AMD Bulldozer Architecture - Chess Performance Predictions

Discussion of anything and everything relating to chess playing software and machines.

Moderators: hgm, Rebel, chrisw

FlavusSnow
Posts: 89
Joined: Thu Apr 01, 2010 5:28 am
Location: Omaha, NE

AMD Bulldozer Architecture - Chess Performance Predictions

Post by FlavusSnow »

AMD is scheduled to release a new chip design (Bulldozer) in the next 6 months. I'm curious to see what everyone thinks about the performance penalties or benefits of the new design.

To reduce a description of the new design into a few lines: a single bulldozer module consists of one scheduler, two ALUs, and a Flex-FP (capable of 2 x 128 bit floating points or a single 256 bit floating point operation per clock). In essence, a single module runs two threads, and in some cases will increase performance by 80% in ALU intensive tasks.

Of course, operating frequency is still unknown, but for the sake of discussion lets assume all clocks are equal. Does the general audience here think that the bulldozer design will scale similar to normal cores or do you think they will scale more like intel's hyperthreading cores? e.g. do you think it will be better to run with 4 threads or 8 threads on a 4-module chip?

I'm not really interested in trying to argue Intel vs. AMD, or cost, or anything. I'm interested to know if this new design is good for chess or of no impact or no advancement.

I realize this is speculation, but I find it fun in this case.
bob
Posts: 20943
Joined: Mon Feb 27, 2006 7:30 pm
Location: Birmingham, AL

Re: AMD Bulldozer Architecture - Chess Performance Predictio

Post by bob »

FlavusSnow wrote:AMD is scheduled to release a new chip design (Bulldozer) in the next 6 months. I'm curious to see what everyone thinks about the performance penalties or benefits of the new design.

To reduce a description of the new design into a few lines: a single bulldozer module consists of one scheduler, two ALUs, and a Flex-FP (capable of 2 x 128 bit floating points or a single 256 bit floating point operation per clock). In essence, a single module runs two threads, and in some cases will increase performance by 80% in ALU intensive tasks.

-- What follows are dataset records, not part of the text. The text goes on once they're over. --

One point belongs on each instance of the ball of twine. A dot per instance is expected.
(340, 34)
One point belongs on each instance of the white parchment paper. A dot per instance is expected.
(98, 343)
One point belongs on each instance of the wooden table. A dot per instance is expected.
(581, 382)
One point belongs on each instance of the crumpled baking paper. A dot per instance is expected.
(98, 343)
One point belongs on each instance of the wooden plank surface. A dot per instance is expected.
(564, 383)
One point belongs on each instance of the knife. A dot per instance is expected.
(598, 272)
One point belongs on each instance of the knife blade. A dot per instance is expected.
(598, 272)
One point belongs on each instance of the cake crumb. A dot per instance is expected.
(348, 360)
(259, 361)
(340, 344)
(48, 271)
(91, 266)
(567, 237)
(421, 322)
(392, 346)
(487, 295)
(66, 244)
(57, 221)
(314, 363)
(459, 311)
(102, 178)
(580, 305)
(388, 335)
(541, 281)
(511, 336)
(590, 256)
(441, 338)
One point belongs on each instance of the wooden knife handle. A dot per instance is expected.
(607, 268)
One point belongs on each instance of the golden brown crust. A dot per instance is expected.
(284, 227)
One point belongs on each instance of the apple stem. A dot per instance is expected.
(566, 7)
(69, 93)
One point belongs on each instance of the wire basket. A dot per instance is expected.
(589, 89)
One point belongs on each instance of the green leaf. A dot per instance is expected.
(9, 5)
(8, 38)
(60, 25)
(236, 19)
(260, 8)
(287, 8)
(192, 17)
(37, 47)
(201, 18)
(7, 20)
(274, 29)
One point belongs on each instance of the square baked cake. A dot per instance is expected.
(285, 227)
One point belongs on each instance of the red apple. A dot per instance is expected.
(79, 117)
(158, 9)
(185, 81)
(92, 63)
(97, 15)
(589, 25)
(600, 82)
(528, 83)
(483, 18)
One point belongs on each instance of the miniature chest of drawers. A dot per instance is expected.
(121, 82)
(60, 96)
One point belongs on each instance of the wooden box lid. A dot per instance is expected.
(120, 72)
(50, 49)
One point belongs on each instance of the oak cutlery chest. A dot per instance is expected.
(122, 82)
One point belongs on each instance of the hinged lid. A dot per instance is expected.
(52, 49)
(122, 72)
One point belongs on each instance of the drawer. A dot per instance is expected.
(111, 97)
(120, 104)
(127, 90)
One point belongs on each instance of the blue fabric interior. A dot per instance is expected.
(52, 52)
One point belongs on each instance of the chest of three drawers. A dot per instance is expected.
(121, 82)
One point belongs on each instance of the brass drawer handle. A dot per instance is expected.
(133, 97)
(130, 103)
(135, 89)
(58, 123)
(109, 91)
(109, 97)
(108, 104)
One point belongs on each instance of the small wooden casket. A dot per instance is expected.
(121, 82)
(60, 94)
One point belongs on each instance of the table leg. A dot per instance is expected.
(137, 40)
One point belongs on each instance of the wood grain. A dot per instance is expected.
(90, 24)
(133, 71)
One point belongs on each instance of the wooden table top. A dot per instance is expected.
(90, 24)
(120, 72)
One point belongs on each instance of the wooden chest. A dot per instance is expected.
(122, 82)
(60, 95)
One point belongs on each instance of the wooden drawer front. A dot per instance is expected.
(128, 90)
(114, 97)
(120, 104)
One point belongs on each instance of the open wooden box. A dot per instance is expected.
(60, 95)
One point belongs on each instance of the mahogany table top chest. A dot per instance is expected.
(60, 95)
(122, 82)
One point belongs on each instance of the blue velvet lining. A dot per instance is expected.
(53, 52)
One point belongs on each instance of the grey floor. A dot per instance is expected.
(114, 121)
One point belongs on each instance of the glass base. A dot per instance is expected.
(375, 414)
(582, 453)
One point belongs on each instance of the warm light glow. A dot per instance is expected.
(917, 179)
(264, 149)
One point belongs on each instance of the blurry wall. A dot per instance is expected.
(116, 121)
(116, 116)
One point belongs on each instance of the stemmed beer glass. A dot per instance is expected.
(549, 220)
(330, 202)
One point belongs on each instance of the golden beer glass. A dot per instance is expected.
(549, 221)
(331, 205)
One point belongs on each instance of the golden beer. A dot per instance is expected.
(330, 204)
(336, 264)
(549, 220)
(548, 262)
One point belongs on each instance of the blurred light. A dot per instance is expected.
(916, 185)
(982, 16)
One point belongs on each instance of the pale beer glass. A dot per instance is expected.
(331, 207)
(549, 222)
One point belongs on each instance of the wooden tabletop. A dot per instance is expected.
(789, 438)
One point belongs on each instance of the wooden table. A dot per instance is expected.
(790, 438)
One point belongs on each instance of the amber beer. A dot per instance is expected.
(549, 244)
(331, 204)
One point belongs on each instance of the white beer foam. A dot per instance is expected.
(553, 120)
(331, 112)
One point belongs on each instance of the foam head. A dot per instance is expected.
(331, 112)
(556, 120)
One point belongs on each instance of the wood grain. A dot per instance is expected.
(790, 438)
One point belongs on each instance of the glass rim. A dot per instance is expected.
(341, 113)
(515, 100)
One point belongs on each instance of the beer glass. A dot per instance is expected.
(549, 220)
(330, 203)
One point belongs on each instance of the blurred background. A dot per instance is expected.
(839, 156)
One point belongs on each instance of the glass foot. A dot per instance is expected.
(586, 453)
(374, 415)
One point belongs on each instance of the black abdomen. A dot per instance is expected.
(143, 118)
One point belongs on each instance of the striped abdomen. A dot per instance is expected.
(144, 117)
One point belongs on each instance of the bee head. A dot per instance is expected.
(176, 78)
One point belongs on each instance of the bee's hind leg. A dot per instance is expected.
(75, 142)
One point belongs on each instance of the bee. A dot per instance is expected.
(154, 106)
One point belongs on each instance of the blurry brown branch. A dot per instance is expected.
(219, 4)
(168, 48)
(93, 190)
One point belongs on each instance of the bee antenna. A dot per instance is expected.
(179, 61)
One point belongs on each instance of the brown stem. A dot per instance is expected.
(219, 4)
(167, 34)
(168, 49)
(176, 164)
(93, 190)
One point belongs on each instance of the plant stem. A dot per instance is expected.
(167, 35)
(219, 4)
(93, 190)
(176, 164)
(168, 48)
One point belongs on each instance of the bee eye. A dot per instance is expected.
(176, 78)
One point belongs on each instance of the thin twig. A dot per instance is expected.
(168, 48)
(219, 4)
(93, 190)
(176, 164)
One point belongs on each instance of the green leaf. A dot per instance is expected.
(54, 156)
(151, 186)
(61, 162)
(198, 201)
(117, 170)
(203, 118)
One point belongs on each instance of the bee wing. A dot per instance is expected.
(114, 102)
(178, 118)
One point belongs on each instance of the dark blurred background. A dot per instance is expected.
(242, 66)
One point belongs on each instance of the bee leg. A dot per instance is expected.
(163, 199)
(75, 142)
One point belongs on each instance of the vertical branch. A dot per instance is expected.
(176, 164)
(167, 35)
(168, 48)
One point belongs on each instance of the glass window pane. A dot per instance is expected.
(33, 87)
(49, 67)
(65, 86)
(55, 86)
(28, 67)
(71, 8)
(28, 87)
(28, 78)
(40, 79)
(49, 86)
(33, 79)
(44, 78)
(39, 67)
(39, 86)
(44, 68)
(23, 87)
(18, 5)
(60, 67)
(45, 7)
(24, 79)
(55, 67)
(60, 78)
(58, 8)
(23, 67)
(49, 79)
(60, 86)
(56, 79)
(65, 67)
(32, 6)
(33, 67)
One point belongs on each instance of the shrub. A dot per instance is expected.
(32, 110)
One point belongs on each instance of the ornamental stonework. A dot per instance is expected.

Of course, operating frequency is still unknown, but for the sake of discussion lets assume all clocks are equal. Does the general audience here think that the bulldozer design will scale similar to normal cores or do you think they will scale more like intel's hyperthreading cores? e.g. do you think it will be better to run with 4 threads or 8 threads on a 4-module chip?

I'm not really interested in trying to argue Intel vs. AMD, or cost, or anything. I'm interested to know if this new design is good for chess or of no impact or no advancement.

I realize this is speculation, but I find it fun in this case.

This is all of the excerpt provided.